Published August 21, 2019
Matt Otwinowski and his UB football teammates won’t miss the 35-minute one-way treks to Orchard Park and getting stuck in rush hour traffic.
Kara Daly and her women’s soccer teammates won’t miss the smaller-than-regulation-size field they’ve had to use at the Village Glen Soccer Complex in Williamsville whenever inclement weather has forced them indoors.
For Otwinowski and Daly, and the hundreds of other student-athletes at UB, the freshly opened Murchie Family Fieldhouse on the North Campus is a sigh of relief of epic proportions. Hundreds of people — including UB Athletics coaches, teams and staff — gathered inside the 92,000-square-foot facility on Tuesday to celebrate its official opening. (Several teams, including football and soccer, began using the fieldhouse over the summer.)
Otwinowski talked about the logistics and time involved with traveling to the ADPRO Sports Training House, the Buffalo Bills’ indoor training facility located next to New Era Field in Orchard Park, for team practices and offseason workouts.
“Sometimes, players would have to leave early for class, or we would be stuck on the interstate in early-morning traffic. Now, we have this great facility to use at our disposal at any time,” said Otwinowski, a senior accounting major and Bulls linebacker from LaPorte, Ind.
For athletics programs located in the northern U.S., and especially in Western New York where the weather can change in an instant, an indoor training facility is a must-have. It’s also a significant recruiting tool, one that’s likely to lure some of the top student-athletes to Buffalo, regardless of where in the world they are coming from.
A large inflatable Victor E. Bull greets visitors, including Boldly Buffalo Steering Committee member Daniel Sperazza and Kamlesh and Satish Tripathi (center), to the Murchie Family Fieldhouse.
Connie Gicewicz (left), wife of the late Edmond J. "Doc" Gicewicz, greets Tunney Murchie and his daughter, Brittany.
“Having gone through the recruitment process myself, I am certain that when future prospects come for visits, this facility will be the highlight of their tour, and many will choose UB because of it,” said Daly, a senior business administration major from Orchard Park.
Both Otwinowski and Daly thanked Tunney Murchie, the UB alumnus and benefactor whose vision and generosity made the fieldhouse possible, along with contributions from a variety of additional donors. Murchie received his degree in management from UB in 1975 and his MBA a year later. He played hockey for the Bulls from 1971-73, and was an assistant coach for one season.
Murchie and his wife, Deanna, a 1974 UB graduate, attended Tuesday’s ceremony, but Tunney did not speak — “His humility supersedes his generosity,” said daughter Brittany Murchie, who spoke on behalf of the family.
In her remarks, Brittany Murchie talked about the supportive nature of the Murchie family, and the impact that athletics have had on their lives.

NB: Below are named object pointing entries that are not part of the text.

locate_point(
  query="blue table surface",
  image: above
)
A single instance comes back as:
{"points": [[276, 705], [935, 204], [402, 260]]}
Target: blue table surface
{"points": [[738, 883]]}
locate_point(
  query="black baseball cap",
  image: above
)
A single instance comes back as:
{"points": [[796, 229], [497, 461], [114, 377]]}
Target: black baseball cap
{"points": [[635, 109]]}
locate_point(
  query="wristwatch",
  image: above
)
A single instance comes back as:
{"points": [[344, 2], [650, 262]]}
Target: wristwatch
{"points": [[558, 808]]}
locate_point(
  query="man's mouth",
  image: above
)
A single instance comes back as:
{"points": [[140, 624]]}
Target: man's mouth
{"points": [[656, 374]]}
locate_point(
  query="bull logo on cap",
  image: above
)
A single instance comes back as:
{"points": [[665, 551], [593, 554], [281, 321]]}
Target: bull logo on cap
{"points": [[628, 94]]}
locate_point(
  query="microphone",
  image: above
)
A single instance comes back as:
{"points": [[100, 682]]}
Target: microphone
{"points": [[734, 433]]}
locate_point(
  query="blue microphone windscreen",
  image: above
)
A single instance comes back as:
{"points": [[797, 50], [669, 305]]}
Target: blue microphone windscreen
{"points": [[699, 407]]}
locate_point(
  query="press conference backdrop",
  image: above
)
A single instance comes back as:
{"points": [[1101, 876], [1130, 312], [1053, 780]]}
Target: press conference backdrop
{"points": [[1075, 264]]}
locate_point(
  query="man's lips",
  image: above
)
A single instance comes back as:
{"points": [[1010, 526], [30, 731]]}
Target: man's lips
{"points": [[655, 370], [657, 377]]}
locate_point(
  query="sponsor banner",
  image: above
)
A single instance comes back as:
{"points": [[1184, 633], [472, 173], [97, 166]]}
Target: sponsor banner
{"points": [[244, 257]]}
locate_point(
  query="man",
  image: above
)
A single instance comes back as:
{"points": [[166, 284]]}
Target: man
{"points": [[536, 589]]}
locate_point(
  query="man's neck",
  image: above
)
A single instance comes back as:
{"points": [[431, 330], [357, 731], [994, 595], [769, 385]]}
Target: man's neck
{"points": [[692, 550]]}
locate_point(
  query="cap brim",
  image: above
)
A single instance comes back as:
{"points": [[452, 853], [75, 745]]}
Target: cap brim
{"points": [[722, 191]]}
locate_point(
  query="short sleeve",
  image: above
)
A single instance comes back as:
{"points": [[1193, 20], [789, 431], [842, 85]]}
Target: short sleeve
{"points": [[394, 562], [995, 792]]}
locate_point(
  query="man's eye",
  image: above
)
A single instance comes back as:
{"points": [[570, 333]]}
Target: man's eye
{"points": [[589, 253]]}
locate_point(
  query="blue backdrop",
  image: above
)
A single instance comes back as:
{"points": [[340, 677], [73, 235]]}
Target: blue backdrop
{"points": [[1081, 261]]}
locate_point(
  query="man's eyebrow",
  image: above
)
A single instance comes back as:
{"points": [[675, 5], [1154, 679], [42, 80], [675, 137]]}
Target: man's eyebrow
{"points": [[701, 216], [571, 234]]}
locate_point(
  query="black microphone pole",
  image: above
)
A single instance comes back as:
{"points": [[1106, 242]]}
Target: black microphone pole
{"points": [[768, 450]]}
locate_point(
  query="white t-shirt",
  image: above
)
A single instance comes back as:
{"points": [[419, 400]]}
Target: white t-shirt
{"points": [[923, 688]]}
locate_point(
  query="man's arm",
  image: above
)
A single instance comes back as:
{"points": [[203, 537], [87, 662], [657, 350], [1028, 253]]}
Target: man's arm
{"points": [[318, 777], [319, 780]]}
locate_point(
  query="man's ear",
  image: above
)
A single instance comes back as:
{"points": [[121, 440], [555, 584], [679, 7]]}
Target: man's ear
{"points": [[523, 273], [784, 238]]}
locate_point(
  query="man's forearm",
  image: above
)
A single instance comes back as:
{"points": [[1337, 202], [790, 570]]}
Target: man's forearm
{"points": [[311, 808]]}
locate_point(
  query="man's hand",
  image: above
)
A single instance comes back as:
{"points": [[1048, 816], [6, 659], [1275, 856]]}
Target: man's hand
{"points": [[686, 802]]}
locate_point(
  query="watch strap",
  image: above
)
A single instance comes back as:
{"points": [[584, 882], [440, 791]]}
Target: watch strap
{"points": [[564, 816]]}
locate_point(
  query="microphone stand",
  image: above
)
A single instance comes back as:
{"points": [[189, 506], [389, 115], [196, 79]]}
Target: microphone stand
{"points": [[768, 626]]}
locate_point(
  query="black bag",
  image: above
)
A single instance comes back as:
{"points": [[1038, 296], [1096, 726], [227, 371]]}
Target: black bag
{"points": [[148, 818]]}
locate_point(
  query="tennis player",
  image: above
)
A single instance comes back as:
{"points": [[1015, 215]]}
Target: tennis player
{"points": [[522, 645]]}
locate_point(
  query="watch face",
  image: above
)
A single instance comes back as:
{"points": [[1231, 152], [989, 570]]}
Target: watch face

“In essence, our family is a team,” she said. “And so it seems fitting that this beautiful complex will be home for many teams to come, who will in their journeys support each other through the ups and downs, and like this institution, commit to the betterment of the greater good.”
The words “game-changer,” “historic” and “symbolic” were used often on Tuesday. President Satish K. Tripathi called it “a remarkable day” for the UB community.
“In opening the doors of the Murchie Family Fieldhouse, we are opening the doors to exciting new opportunities for our student-athletes to excel in their respective sports,” Tripathi said, adding that UB Athletics’ upward trajectory in recent years has yielded much national attention for the Bulls and the university.
“This premier indoor practice facility will help us build on that excitement and momentum so we can achieve even greater success with each new season,” he said.
UB Director of Athletics Mark Alnutt said having a facility like the Murchie Family Fieldhouse on campus will minimize the time constraints associated with traveling to other practice facilities. It may not seem like much, but to a student-athlete whose daily schedule is already jampacked with practice and schoolwork, reclaiming 30 to 90 minutes of the day is a big deal.
“It’s about providing a first-class experience for student-athletes,” he said.
Alnutt noted there will be opportunities for all UB students to use the facility by participating in intramurals and other UB Recreation programming.
Paul Peck, the “Voice of the Bulls,” emceed the event, which concluded with refreshments and self-guided tours of the facility.